Deduping with multiple fields doesn't work with more than 999 contacts using MariaDB 10.3+
After upgrading to MariaDB 10.3 or later, finding dupes with a rule than uses multiple fields creates queries that runs for hours when checking 1000 contacts, but works fine for 999 contacts.
Here are the steps to replicate:
- MariaDB 10.3+
- Create a dedupe rule with First Name and Last Name
- Use the rule on a group with 1000 or more contacts (or use the Deduper extension to limit to 1000 contacts)

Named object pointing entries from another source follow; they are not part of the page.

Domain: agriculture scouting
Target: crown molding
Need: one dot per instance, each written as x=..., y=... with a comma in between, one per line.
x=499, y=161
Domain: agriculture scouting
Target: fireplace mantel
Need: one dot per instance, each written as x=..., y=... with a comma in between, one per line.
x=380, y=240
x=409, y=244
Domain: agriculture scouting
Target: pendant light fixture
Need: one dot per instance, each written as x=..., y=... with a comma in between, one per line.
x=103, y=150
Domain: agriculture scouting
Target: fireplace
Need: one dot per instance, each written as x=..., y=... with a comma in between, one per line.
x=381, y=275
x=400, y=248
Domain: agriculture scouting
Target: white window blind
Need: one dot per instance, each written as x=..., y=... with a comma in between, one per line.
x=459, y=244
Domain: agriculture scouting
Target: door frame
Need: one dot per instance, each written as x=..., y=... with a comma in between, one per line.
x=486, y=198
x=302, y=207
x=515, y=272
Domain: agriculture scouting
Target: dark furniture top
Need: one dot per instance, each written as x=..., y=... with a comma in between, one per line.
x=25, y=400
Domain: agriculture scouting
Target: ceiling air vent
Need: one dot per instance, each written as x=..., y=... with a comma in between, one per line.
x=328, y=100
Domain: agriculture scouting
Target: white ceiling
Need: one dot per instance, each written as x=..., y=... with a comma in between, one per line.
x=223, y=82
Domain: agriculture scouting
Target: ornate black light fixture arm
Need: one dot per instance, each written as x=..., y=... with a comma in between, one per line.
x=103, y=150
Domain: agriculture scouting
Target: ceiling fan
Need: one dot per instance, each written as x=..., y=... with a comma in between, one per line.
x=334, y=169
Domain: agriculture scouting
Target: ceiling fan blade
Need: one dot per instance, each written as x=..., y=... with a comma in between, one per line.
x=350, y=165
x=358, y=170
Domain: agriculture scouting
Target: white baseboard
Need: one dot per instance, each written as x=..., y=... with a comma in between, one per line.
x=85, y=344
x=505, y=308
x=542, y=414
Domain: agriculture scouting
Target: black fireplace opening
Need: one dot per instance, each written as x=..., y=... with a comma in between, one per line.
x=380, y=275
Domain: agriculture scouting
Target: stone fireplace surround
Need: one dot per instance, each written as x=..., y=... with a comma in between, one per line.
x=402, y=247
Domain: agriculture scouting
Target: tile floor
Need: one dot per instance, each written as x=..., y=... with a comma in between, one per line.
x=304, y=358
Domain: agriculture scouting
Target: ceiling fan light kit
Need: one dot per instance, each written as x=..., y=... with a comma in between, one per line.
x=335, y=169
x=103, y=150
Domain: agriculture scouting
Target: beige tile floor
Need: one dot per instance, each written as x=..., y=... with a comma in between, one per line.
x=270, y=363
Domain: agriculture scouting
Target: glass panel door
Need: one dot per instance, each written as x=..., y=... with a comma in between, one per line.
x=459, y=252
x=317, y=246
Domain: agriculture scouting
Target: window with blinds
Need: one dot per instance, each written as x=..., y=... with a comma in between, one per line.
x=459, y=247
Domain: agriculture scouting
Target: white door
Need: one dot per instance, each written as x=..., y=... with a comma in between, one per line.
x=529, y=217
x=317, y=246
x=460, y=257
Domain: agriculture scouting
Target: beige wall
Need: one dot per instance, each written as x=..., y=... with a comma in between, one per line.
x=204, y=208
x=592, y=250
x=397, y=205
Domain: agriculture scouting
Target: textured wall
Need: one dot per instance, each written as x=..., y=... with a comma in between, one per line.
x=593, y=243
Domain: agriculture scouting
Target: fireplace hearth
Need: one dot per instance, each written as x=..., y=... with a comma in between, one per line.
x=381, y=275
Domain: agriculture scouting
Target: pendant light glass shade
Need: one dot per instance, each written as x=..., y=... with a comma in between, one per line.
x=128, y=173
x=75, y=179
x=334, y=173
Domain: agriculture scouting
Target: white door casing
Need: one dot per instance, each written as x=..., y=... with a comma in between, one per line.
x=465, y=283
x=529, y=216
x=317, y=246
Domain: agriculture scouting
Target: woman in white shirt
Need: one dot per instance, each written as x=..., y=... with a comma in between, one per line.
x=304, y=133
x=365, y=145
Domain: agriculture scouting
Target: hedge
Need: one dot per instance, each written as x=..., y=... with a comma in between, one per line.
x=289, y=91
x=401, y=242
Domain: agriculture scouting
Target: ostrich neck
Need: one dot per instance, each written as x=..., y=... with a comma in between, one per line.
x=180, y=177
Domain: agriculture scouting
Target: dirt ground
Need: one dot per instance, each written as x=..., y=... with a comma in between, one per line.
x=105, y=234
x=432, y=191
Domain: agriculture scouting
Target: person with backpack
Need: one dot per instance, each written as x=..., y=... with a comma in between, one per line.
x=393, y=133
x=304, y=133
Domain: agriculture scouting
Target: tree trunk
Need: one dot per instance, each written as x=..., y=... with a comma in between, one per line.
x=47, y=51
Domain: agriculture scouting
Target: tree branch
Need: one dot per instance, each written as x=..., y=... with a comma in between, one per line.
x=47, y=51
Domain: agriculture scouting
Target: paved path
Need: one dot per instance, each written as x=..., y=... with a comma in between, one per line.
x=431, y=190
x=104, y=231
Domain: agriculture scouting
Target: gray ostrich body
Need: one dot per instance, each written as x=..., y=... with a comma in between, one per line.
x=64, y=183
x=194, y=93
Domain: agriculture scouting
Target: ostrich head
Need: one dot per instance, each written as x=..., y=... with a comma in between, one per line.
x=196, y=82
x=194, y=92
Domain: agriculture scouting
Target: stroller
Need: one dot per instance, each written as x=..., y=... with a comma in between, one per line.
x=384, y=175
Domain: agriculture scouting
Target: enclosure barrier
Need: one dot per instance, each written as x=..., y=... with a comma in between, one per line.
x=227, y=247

- Result: query runs for a very long time
- Use the rule on a group with 999 or fewer contacts
- Result: results returned quickly as expected
Turns out this is due to a setting that was added to MariaDB in 10.3: In Predicate Conversion Threshold, which converts the long list of ids in the query that CiviCRM builds to a temp table when the length of the list of ids exceeds the setting, which is 1000 by default. Changing the setting to 0 fixes the issue by disabling the conversion.
Not clear why the temp table is so slow. I'm going to try creating temp tables with indexes explicitly to see if that helps. If not and nothing else suggests itself as a solution, will at least add some documentation unless others have thoughts on how to resolve this so it doesn't require adjusting settings for everyone using MariaDB.